How do we solve for n:

n / log_2(n) < c : c is a constant

[Original Equation: n^2 < c n log_2( n ) ]

(Sorting algorithms using the iterative method.)

Ughh... It feels like I had done these kinds of algebraic problems 5+ years ago... can't remember.

Thank you.

Solve for n/log2(n)=c first.

If you're using an iterative method, then you first find an equation with n on its own on the left and n with other stuff on the right. This is fairly easy:

n = c * log2(n)

Then you'll want to convert that log2(n) into something you can resolve easily on a calculator; if memory serves then it is this:

n = c * ln(n) / ln(2)

where ln is the natural logarithm, ie base e.
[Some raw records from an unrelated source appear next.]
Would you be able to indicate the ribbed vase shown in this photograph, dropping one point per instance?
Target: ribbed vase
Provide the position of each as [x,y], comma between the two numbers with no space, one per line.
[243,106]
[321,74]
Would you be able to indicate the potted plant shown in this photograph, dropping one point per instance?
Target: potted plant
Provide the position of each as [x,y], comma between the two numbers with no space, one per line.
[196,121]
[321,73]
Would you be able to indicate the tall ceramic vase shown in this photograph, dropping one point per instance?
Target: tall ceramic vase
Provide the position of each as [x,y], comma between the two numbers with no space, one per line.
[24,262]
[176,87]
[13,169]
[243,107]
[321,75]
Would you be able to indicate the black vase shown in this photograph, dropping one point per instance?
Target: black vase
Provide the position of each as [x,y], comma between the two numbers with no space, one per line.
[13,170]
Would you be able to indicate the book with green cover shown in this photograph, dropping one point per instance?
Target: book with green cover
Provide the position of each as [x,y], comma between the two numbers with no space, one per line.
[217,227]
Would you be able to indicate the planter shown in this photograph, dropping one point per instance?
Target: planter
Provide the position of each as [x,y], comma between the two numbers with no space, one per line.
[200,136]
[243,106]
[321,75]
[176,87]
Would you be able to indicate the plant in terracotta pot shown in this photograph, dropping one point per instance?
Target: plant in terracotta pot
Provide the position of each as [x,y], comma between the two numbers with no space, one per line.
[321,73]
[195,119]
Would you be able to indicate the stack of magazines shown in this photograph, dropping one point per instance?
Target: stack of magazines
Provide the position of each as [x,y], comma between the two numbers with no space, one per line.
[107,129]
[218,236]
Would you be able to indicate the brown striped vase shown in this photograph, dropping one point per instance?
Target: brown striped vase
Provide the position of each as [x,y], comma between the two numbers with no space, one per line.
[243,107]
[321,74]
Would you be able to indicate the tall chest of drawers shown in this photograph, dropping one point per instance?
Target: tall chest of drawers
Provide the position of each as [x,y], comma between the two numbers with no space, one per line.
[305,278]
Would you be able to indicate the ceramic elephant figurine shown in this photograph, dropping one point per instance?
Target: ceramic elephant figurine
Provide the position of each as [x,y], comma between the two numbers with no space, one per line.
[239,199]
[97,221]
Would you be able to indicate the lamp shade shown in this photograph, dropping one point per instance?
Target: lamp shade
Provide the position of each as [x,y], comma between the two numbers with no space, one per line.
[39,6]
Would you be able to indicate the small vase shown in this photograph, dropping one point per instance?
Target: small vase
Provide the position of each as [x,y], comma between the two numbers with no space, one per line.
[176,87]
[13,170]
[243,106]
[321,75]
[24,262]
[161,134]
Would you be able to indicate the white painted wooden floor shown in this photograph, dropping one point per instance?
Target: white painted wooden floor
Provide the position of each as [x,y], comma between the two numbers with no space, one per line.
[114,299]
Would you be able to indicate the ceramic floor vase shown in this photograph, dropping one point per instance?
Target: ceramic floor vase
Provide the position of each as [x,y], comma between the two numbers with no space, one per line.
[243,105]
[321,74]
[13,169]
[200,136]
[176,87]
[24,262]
You could use log10 instead if you wanted.

Then you choose an arbitrary value of n which is reasonably close to what you expect, and call that n0 - lets say n0 =2.

Then you do this:

n1 = c * ln(n0) / ln(2)

n2 = c * ln(n1) / ln(2)

n3 = c * ln(n2) / ln(3)

until you have the value accurate to the level of precision you want.

Say that n5 is accurate enough for you, you can then say that n=n5, correct to x sf.

Then you can substitute that value of n back into your original equation, and then find the range where n/log2(n) < c.

Please double-check everything I have said here to make sure that it is mathematically sound before using it. This is provided in the hope that it will be useful, but I disclaim all responsibility for any errors.

That said - HTH.